Led by Scot Caroline Weir, Britain came back to draw 1-1 with Canada and make sure of top spot in Group E.
With it came the chance to avoid Brazil in the last eight, no need to travel more than 300km up the coast to Rifu, and an hour’s extra rest.
All fine margins that Baroness Sue Campbell and those in boardrooms rooting for the GB Football experiment to succeed, wanted to maximise.
All suggest Tokyo’s typhoon winds are blowing in the direction of an Olympic football medal – an intoxicating prospect, in this summer of all summers.
Sam Kerr’s Australia await on Friday, with either Sweden or Japan to follow in the semi-finals.
“I believe strongly in this team,” said astute Norwegian head coach Hege Riise.
“Great teams always find a way to come back, and we did. We’ve showed how we perform in all of our group games.
“There will always be things you want to improve but we’ve played three games against three good opponents and we’re performing better and better.
“It’s a new team, we haven’t been playing together very long but overall we look strong and I’m confident.”
The prospect of fielding a Team GB was met by grudging approval at best and open opposition at worst by the Scottish and Welsh FAs.
When the politics are stripped away, you have some of the best players from the three nations in increasingly ominous concert.
Metronomic Welsh midfielder Sophie Ingle is one of four ever-presents across the group stage and Scottish dynamo Kim Little a key cog in midfield.

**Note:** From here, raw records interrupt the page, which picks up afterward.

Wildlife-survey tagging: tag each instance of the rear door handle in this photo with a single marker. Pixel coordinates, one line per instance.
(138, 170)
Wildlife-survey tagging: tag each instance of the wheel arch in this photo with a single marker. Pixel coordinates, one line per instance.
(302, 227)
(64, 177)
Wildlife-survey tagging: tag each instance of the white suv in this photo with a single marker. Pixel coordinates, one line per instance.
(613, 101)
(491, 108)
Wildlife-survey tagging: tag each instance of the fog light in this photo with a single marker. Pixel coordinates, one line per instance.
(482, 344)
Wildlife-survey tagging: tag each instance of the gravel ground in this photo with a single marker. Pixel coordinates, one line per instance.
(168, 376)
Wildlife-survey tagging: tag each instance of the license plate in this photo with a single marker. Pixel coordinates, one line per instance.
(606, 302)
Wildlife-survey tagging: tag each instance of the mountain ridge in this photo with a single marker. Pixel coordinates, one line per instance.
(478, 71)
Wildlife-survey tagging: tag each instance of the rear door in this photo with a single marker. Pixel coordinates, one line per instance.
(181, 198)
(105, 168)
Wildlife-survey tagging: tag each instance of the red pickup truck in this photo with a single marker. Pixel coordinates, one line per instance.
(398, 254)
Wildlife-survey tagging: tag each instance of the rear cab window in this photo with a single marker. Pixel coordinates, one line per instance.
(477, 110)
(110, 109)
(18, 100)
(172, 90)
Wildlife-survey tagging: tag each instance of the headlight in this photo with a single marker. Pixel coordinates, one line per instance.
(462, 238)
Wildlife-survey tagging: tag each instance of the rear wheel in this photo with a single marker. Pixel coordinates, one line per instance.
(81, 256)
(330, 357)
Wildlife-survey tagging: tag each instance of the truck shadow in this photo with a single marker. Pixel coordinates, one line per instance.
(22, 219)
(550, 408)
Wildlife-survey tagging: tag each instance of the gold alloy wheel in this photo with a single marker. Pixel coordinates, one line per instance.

But Weir has been the class act in the Olympic arena, animating a flat contest against Canada and passages of play when temperatures have soared and tempo dropped.
“We haven’t really had a test before this tournament, and will we be tested in these games,” said the 26-year-old.
“Australia are a top team, they’ve done well in their group and got a big result against USA.
“We know it’s going to be tough and to be a massive game. The first job done was to get out of the group and we’ve done that.”
Expect an aerial assault from the Matildas, who stubbornly held off-colour USA to a goalless draw to seal their third Olympic quarter-final.
Centre-backs Millie Bright and Steph Houghton, who will come back into the side, will have to contend with long throws and duels with Kerr’s prowess in the air.
The Chelsea star scored three headed goals in Australia’s first two games and appeared to pick up a knock in the final stages of the USA draw.
Team GB have their own attacking hot hand in Ellen White and the sight of Fran Kirby on the field in the closing stages against Canada was good for the soul.
The men couldn’t quite manage it – perhaps this team can.